The truth is if  individuals don’t take responsibility, they give up control of their lives. Nothing happens to advance their potential until they step up and say, “I am responsible.”

What happens when someone don’t take responsibility?  When people fail or make mistakes, they just don’t want to face up those things. And when they do long enough, a pattern begins to emerge in their lives.  First, they develop a victim mentality. Rather than taking responsibility for their lives, many people tries to take the easy way out by establishing themselves as victims of society, the economy, or  a conspiracy. A victim mind-set causes people to focus on what they cannot do instead of what they can do.  This becomes a recipe for continued failure.

“Those things that hurt, instruct,” wrote Benjamn Franklin. Make an effort to understand how life works and accept it. Instead of focusing on why things happen, we are better off learning how things work.  There are more lessons to be learned, and those lessons prepare us for future battles.
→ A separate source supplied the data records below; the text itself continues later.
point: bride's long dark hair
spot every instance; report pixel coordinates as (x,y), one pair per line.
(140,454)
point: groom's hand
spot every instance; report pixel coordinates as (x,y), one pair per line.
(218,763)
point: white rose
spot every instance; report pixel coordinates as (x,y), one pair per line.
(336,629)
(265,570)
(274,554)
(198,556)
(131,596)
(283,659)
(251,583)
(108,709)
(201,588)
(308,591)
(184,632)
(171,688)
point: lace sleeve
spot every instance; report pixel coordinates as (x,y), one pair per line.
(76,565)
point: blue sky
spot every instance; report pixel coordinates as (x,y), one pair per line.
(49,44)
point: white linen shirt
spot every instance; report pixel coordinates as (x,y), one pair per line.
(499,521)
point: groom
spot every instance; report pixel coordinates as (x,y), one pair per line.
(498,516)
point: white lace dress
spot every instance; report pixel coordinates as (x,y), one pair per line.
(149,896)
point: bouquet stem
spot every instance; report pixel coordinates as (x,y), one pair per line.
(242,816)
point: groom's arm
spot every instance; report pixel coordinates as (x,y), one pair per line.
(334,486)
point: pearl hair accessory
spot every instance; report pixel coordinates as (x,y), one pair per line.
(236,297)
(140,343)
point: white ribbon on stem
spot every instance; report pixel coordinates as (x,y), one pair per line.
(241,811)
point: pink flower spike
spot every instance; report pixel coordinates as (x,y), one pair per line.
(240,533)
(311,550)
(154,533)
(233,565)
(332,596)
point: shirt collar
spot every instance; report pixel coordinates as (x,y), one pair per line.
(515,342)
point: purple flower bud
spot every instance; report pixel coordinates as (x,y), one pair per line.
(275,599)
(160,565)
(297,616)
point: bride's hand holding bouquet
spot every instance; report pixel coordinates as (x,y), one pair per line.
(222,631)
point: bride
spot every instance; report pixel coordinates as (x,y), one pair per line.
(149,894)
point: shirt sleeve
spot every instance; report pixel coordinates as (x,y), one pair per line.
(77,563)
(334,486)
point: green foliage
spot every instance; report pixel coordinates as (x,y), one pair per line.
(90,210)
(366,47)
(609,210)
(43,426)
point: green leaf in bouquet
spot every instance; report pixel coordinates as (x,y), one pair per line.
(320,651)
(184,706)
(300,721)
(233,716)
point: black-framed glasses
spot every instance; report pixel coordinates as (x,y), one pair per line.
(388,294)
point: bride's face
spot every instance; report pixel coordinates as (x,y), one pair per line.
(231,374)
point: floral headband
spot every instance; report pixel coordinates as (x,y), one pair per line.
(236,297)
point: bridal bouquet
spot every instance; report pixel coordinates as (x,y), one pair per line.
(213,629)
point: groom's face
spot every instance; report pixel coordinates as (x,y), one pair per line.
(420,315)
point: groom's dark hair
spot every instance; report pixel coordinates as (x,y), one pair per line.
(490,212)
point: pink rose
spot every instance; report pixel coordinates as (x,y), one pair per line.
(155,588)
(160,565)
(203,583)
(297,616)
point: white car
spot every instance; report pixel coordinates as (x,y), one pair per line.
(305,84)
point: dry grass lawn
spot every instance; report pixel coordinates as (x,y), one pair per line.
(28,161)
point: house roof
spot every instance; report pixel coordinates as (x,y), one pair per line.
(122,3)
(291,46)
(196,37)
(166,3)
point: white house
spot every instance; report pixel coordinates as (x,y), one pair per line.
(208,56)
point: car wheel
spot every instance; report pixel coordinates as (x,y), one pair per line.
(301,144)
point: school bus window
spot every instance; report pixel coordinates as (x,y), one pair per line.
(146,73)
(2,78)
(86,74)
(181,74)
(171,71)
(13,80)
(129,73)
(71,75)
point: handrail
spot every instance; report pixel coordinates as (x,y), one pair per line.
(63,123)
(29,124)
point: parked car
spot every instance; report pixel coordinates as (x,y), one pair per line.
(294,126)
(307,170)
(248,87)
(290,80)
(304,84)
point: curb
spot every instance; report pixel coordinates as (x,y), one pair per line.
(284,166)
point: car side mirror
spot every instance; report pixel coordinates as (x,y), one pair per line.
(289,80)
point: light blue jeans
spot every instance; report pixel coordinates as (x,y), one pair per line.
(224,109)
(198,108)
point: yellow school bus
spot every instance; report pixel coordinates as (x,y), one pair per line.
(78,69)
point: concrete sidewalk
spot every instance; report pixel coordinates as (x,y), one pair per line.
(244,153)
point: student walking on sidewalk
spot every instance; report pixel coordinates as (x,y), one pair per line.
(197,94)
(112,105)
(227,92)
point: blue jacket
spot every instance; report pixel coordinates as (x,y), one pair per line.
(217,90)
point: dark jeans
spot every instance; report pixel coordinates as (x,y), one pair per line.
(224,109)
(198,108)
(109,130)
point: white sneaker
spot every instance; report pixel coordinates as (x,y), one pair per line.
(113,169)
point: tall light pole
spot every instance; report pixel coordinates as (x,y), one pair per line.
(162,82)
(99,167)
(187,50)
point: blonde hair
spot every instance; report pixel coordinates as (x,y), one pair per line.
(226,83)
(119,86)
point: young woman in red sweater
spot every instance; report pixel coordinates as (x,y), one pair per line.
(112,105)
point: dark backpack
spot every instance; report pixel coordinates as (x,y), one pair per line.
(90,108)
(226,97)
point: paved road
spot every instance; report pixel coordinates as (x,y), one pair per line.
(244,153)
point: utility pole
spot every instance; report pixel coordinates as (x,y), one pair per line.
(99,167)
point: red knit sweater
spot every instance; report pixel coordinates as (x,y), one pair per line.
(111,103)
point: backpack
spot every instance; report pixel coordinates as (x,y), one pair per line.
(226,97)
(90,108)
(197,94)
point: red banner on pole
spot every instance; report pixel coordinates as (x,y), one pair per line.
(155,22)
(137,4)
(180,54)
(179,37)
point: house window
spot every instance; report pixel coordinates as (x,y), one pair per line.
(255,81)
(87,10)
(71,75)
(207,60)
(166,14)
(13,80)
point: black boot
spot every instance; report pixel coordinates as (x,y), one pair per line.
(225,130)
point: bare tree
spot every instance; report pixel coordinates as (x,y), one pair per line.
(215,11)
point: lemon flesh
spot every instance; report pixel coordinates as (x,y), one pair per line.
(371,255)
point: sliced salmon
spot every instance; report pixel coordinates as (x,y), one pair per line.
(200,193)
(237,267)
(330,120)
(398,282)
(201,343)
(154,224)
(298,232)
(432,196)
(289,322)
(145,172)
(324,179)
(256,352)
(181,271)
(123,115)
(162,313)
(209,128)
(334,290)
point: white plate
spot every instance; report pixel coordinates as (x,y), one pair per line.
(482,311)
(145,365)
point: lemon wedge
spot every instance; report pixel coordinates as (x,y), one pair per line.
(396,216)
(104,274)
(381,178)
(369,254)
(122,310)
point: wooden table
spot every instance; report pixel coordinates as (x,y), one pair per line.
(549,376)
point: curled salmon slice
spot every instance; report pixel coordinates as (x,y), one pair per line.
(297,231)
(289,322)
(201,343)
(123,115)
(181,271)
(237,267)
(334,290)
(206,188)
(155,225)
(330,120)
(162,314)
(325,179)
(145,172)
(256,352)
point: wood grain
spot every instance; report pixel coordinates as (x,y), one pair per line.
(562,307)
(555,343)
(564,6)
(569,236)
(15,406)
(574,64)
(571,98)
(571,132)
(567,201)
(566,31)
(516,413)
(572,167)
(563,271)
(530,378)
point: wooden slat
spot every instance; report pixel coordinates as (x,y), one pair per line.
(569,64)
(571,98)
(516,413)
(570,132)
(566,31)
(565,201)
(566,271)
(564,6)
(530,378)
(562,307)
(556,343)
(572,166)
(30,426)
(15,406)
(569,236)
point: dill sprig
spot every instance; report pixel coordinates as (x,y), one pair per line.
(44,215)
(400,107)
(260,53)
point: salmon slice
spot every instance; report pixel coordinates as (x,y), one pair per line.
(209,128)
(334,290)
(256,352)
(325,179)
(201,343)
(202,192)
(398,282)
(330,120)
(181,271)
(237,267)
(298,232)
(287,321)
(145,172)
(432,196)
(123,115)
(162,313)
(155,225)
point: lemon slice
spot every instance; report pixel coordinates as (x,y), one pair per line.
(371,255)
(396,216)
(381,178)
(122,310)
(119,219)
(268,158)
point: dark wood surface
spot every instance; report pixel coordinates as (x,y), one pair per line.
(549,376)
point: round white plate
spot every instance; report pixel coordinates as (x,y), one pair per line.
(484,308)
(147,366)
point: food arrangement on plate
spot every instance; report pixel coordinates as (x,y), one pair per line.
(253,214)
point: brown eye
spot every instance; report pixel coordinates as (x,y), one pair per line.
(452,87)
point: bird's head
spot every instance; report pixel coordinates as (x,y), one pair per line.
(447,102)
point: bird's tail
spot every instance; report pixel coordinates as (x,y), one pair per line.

Another pattern that people fall into when they don’t take responsibility is “blame-storming.”  It’s the creative process used for finding an appropriate scapegoat or excuse. Insurance companies are normally recipients of many creative excuses from drivers who refuse to take responsibility for themselves.  Any form of blame-storming may be handy in a moment but it’s not helpful in the long run.  A person can’t grow and learn if he/she focuses on finding someone else to blame instead of looking at his/her own shortcomings and failures.

When we fail to take responsibility, not only do we develop a victim mentality, embrace an unrealistic perspective of how life works, engage in blame-storming but we also eliminate any real possibility of growth for success.  That is the real tragedy of failing to be responsible. Real success is a journey. We have to approach it with a long-term mind-set. We have to hang in there, stay focused, and keep moving forward.

We take our first step in learning when we take responsibility for ourselves. Professor William Raspberry, a Pullitzer Prize-winning journalist said:

“If you want to be thought of as a solid, reliable pillar of your community when you’re fifty, you can’t be an irresponsible, corner-cutting exploiter at twenty-five…The time to worry about your reputation is before you HAVE one. You determine your reputation by deciding who and what you are and by keeping that lofty vision of yourself in mind, even when you’re having a rip-roaring good time.”

In other words, if you take responsibility when you’re young, you have a better chance of gaining wisdom as you get older. For some of us, it takes a long time. Now that I’m officially a senior citizen, I can say there are two things I know about my life. First, it has contained so many surprises. Second, as long as I take responsibility for the things I can control in my life and try my best to learn from them, I can feel pleased and contented.

Taking responsibility doesn’t mean cultivating a negative attitude. It means being willing to see things from a better perspective. The best learners are people who don’t see their losses and failures as permanent but as temporary.  As Patricia Sellers once said,”the most successful people at bouncing back view failure not like a cancer but something that is uncomfortable, a transforming experience.”

What’s the major difference between people who succeed and people who don’t?  It’s not failing..both groups fail. However, the ones who take responsibility for themselves learn from their failures and DO NOT REPEAT THEM.

Why would you think you’ll ever get to a place where you can learn without failing and making mistakes?  If you want to learn more, you need to do more.  You also need to pay attention to what not’s working and make adjustments accordingly. Take responsibility for your choices, reflect on what went wrong and what went right, make adjustments, and try again.  That’s the only way to be successful.